I have lost my purse.
  ↓↑
「私は財布をなくしてしまった(いまそれを持っていない)」

 です。そして,その間を埋めているのは, have + 過去分詞は 現在完了と言って,それには,4つ(または3つ)の意味があり,・・・・

 といった記号的にやる方法です。

 それよりは,いったん英和中間語に直してから英語や日本語に直すといった方が分かりやすいと思っています。

 それをやるにも知識が必要ですが,まだ距離が短いのでいいのではないでしょうか。
    

なぜ,源政子ではなく北条政子なの?

 なぜ,源政子ではなく北条政子なの?


 小学6年生のAyariさんに尋ねられて,恥ずかしながら答えることができませんでした。

 食事のときに妻に尋ねると

 「そもそもあの頃の女性に姓なんてあったの?」とのこと。

 なるほど。そうだよな,

 ネットで検索。

 すると確かにそうです。あの頃の女性には姓がないのです。それで,~~の娘の~~という言い方をしているのでしょう。

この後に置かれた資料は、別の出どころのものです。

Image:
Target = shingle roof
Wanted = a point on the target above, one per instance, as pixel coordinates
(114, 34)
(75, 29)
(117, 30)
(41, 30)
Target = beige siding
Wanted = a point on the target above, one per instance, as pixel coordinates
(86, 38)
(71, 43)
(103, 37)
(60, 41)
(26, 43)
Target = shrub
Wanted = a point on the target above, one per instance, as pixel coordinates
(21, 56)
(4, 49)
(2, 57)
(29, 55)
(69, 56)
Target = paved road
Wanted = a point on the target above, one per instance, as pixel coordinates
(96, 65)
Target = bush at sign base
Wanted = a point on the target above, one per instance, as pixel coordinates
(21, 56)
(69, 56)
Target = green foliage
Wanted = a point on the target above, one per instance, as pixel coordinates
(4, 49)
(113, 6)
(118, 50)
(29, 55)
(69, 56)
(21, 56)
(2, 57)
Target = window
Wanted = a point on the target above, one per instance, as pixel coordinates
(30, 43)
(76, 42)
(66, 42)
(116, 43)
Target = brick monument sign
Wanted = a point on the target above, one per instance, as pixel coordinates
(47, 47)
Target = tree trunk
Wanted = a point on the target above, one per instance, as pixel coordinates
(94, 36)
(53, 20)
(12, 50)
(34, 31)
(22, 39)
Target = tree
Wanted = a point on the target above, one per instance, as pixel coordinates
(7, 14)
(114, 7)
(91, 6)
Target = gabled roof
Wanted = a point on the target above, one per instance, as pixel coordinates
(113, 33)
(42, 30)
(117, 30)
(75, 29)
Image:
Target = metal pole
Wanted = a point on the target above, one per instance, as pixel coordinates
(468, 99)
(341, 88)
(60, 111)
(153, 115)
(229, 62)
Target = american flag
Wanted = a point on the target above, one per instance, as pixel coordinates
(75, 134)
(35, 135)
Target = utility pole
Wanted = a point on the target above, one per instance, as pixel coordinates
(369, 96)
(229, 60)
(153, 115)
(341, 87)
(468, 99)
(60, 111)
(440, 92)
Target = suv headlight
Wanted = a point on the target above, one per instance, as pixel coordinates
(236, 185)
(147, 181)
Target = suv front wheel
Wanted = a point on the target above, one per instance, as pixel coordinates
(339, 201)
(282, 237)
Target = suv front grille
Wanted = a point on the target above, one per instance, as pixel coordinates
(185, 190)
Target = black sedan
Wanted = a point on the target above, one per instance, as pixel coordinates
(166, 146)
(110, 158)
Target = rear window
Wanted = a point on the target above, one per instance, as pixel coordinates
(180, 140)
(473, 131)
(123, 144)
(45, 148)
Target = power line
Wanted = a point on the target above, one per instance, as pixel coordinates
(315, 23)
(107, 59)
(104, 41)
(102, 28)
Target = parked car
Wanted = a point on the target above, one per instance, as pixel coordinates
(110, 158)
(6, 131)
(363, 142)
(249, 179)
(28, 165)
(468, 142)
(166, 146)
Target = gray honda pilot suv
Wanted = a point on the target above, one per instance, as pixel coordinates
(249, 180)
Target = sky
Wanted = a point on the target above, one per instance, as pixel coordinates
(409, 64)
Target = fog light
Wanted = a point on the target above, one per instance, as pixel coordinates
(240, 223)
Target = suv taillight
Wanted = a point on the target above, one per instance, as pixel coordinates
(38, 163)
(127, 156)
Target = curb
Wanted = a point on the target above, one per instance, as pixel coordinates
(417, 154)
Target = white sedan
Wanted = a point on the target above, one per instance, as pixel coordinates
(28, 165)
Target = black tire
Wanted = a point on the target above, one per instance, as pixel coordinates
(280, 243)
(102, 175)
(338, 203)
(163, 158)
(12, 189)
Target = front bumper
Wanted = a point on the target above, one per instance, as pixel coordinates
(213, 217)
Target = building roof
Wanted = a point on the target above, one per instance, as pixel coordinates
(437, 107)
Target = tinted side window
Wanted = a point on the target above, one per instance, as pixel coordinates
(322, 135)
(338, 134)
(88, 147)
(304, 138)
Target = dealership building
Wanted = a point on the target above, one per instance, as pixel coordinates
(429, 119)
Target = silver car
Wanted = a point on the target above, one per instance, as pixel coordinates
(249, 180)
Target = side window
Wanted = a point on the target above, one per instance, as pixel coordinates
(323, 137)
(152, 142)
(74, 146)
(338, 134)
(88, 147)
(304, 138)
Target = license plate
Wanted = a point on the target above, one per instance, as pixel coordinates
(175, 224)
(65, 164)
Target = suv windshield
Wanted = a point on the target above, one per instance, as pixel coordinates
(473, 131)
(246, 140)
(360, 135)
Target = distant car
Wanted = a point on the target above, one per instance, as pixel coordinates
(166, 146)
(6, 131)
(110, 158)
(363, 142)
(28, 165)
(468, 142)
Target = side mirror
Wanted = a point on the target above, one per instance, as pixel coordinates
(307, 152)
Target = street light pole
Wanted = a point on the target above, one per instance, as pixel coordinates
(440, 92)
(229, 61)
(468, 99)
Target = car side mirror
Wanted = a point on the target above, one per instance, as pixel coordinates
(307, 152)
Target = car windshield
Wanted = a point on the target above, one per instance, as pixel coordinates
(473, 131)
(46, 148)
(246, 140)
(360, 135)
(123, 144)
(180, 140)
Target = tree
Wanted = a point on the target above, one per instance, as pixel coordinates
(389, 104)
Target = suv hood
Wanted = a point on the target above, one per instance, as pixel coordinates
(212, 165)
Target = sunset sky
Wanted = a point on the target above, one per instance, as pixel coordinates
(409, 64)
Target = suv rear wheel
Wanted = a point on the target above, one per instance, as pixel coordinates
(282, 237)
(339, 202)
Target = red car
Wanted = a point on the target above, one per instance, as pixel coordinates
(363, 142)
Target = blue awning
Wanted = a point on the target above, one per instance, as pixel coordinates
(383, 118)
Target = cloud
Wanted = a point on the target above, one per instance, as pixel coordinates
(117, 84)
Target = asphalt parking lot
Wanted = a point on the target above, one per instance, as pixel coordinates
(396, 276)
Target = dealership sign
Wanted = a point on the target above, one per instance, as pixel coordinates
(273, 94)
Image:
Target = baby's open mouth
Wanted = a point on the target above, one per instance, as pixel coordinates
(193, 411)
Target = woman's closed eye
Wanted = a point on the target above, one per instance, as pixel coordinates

「教えて!goo」の次のページはとても詳しくて,おもしろいです。

http://oshiete.goo.ne.jp/qa/1500540.html

北条政子と通称される女性は、
「平遠江守北条時政の娘。源右近衛大将頼朝の妻。名は政子」
と呼ぶのが、当時の実情に最も近かったと思われます。

 

のだそうです。

 頼朝の妻というより北条時政の娘というのが当時は大きかったのでしょうね。

 細川ガラシャは,夫の名前を使っているがキリスト教の影響とのこと。

 また

 中国や韓国では今でも妻が婚家の姓を名乗ることはなく一生実家の姓で通します。

 
そうです。

 和宮も徳川和宮ではなく
「和宮 親子内親王(かずのみや ちかこないしんのう」とふつう呼ばれていますね。明治以後まで生きているようですから,そのころは徳川を名乗ったのでしょうか。

 天璋院 / 篤姫(てんしょういん / あつひめ、
 も徳川篤子というのは聞かないが。

過去を引きずる現在完了(現在中心)
 現在完了のことを考えていたら,「過去を引きずる」という言葉が頭に浮かびました。

 おっ,これはまさに「現在完了」のことだなと思ったのです。

 現在完了というのは,

英文法などでの相の一。過去に始まった動作・状態が現在まで続いていること、またはその動作・状態がすでに終わっていることを、現在とのかかわりにおいて表現するもの。[ 大辞林 提供:三省堂 ]


 つまり,過去のことが現在に影響を及ぼしているのです。

 過去に財布をなくした。その結果,現在財布を持っていない。(結果)
 過去にケーキを作って完了した。(現在,目の前にケーキがあって食べられるよ。)(完了)
 過去にイギリスに行った。その経験を現在持っているよ。(経験)
 過去に読谷に住み始めた。そして現在も継続して読谷に住んでいるよ。(継続)

 といったものです。
 日本語の「過去を引きずる」というのは,「暗い過去を引きずる」「過去の栄光を引きずる」など,悪い意味で用いられます。

 現在完了には悪いといった意味はありませんが,過去のできごとが現在に引きずっていると考えることです。

 財布をなくしたという過去を引きずって,現在財布がない。
 ケーキを作ったという過去を引きずって,いま目の前にケーキがある。
 過去にイギリスに行ったことがあるという経験を引きずっている。
 過去に読谷に住み始めて,それを引きずっていまも住み続けている。

 「引きずる」の悪いニュアンスは差し引くと,まあ悪くない解釈だと思います。

 同じようなことを考えている人がいるかなと思い,ネットで検索してみました。

http://fukuoka.shoplog.jp/niten/5410.html に次の文がありました。

現在完了形は、気持ちを引きずっている言い方ですね
過去ある事をした、ある事があった。
そして、未だに、そのときの気持ちを引きずっている というのが
現在完了形ですね。



(ぼくは「現在完了」ではなく,「現在中心」という用語を使っていますが,多くのみなさんに分かるように「現在完了」で書きました。)